Friday, April 17, 2015

Oil Majors Face New Pressure to Disclose Climate Risk to Investors

Investors holding $2 trillion in assets ask regulators to require transparency a day after 98% of BP shareholders demand similar information.

The conical oil drilling unit Kulluk sits grounded off the coast of Alaska. Investor fears about carbon assets becoming uneconomic, or stranded, are being exacerbated by companies’ pursuit of carbon-intensive projects such as Arctic drilling and Canadian oil sands projects. (Credit: U.S. Coast Guard handout photo taken January 3, 2012) Click to Enlarge.
A $2 trillion group of investors will ask regulators on Friday to force oil and gas companies to provide more disclosures about climate-related risks to their businesses.

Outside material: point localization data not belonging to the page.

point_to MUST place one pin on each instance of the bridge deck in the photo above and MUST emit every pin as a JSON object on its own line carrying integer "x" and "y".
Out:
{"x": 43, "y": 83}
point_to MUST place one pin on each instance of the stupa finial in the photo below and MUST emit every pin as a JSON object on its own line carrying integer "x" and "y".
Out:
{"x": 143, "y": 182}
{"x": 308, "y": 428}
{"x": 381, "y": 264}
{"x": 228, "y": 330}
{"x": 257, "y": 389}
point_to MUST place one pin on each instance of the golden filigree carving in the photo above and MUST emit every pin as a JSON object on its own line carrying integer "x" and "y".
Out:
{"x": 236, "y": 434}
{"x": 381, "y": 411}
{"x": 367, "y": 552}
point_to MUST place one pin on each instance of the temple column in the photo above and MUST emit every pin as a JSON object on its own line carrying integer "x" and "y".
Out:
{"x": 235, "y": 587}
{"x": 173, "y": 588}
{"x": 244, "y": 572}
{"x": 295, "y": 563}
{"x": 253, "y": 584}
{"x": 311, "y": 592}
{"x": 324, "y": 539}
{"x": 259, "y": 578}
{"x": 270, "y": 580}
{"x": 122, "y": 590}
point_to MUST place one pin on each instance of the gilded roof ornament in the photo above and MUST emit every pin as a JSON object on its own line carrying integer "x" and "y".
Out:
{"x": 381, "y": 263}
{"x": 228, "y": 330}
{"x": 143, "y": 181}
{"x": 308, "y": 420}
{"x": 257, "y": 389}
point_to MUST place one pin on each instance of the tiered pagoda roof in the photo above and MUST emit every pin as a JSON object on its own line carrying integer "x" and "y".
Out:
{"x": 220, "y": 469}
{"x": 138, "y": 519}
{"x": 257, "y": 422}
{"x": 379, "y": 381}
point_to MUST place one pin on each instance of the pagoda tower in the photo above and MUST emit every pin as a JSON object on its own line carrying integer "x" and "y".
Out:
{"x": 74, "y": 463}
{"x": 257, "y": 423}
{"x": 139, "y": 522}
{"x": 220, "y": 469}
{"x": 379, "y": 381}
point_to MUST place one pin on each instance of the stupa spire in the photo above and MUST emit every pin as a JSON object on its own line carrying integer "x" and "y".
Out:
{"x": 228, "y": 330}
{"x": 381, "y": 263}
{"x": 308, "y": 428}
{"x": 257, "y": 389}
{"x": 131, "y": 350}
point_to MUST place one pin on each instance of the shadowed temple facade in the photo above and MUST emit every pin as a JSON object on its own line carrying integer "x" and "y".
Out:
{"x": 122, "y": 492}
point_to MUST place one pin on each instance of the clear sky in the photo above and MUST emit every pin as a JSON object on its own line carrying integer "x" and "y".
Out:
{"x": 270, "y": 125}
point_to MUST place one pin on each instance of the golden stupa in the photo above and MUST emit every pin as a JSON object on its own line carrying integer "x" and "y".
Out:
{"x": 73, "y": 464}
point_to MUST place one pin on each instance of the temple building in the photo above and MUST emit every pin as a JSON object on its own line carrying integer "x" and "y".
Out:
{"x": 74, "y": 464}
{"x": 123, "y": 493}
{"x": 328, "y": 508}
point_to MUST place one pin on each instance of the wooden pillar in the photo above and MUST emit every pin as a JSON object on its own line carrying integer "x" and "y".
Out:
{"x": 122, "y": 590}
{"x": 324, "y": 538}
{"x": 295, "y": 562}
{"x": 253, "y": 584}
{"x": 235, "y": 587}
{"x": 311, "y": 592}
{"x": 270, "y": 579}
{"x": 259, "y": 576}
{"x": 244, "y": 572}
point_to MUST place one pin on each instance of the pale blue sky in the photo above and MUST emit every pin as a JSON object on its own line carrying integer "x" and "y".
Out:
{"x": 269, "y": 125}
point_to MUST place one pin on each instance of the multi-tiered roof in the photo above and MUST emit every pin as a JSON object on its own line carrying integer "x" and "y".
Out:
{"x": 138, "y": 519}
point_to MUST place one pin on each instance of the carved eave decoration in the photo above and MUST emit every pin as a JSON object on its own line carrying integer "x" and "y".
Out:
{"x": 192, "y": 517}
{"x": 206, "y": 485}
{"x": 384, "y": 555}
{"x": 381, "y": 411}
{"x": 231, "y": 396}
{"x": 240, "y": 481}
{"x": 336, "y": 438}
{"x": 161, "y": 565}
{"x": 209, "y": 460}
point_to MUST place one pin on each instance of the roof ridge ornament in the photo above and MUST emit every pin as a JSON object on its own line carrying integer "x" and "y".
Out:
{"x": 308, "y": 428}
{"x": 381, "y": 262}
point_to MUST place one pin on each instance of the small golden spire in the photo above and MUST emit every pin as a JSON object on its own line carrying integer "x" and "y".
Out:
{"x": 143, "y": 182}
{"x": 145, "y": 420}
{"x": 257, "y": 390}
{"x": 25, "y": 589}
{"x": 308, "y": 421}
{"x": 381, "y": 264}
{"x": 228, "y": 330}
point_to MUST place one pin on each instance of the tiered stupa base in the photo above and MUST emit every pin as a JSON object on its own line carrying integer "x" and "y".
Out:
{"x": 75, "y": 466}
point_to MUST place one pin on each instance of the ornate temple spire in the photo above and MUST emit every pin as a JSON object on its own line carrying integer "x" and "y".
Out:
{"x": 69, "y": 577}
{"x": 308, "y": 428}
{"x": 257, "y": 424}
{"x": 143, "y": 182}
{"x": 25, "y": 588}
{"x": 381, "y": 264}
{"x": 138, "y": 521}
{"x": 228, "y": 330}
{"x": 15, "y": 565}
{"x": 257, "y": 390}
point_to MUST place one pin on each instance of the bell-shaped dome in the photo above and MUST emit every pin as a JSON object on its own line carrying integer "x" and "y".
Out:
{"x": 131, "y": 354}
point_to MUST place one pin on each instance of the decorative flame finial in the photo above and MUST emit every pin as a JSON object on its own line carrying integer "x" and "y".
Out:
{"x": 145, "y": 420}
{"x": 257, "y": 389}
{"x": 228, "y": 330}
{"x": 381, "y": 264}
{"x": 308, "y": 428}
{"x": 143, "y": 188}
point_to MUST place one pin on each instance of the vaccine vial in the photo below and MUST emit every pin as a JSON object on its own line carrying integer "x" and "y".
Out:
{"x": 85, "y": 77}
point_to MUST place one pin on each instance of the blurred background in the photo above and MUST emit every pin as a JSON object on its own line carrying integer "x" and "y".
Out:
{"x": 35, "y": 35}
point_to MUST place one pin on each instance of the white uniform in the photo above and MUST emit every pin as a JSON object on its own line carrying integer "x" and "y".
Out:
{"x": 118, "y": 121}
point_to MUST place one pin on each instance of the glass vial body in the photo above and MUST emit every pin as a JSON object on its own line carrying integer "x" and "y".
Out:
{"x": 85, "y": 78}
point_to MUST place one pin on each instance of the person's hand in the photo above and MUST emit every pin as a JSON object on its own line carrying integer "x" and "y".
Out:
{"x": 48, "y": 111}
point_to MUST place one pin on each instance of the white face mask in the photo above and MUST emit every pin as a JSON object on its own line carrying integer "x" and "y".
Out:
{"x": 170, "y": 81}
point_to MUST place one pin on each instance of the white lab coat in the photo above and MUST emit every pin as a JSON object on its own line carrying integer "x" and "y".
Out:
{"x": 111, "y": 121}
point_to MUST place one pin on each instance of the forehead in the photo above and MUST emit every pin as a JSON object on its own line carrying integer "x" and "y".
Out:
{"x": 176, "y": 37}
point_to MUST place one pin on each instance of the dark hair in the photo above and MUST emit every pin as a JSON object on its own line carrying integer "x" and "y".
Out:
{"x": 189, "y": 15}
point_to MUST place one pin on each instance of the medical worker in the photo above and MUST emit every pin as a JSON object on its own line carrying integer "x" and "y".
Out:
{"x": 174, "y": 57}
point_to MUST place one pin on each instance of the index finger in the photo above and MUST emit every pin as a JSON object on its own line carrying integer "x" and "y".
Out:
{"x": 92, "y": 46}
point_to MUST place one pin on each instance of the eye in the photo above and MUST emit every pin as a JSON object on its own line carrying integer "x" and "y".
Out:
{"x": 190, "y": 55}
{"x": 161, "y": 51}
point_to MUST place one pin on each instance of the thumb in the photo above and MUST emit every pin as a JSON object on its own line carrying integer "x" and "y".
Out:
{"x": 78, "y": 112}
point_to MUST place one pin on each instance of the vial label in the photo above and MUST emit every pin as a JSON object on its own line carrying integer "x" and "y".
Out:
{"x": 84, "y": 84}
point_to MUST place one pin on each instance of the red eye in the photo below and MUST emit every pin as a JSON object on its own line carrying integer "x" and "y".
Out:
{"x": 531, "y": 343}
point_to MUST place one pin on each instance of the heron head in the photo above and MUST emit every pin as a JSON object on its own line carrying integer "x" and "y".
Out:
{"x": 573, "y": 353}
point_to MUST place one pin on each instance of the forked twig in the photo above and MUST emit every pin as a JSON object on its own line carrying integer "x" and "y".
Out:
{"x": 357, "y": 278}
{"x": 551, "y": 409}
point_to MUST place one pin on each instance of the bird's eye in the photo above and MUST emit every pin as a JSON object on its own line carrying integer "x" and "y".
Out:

The request, backed by 62 institutional investors from the U.S. and Europe, is included in an April 17 letter to Mary Jo White, head of the Securities and Exchange Commission.  The comptrollers for New York State and New York City submitted a similar letter to the commission.  The letters are the latest sign of the growing concern from shareholders and others about how fossil fuel companies would fare in a world that’s shifting to low-carbon energy sources.

"We are concerned that oil and gas companies are not disclosing sufficient information about several converging factors that, together, will profoundly affect the economics of the industry," the investors wrote.

The group cited worries that carbon assets could become uneconomic—or stranded—if climate-related trends permanently undercut prices and demand for fossil fuels.  Those fears are exacerbated by “excessive capital spending on high-cost, carbon intensive projects such as Arctic drilling, ultra deepwater drilling and Canadian oil sands projects," the investors wrote. 

"We have found an absence of disclosure in SEC filings regarding these material risks," said the investor group, which was organized by the sustainability group Ceres.

On Thursday, shareholders of oil giant BP reinforced the importance of such disclosures by overwhelmingly approving a measure that requires the company to provide more robust yearly climate change-related information, including data about the viability of BP projects in a low-carbon economy.

The disclosures are designed to allow investors "to judge whether BP is positioning itself to be a sustainable player in the energy system," said Edward Mason, head of responsible investment at the Church Commissioners, the Church of England.  The church was part of a broad coalition backing the BP resolution.

The BP measure was approved by more than 98 percent of the shares voted, surpassing the 75 percent benchmark for making the resolution binding under British law.  Beginning next year, BP must disclose efforts to cut carbon emissions; whether company projects will be viable in a low-carbon economy; the company's investment in low-carbon energy technology; executive incentives tied to the low-carbon transition; and BP’s lobbying on climate-related public policy.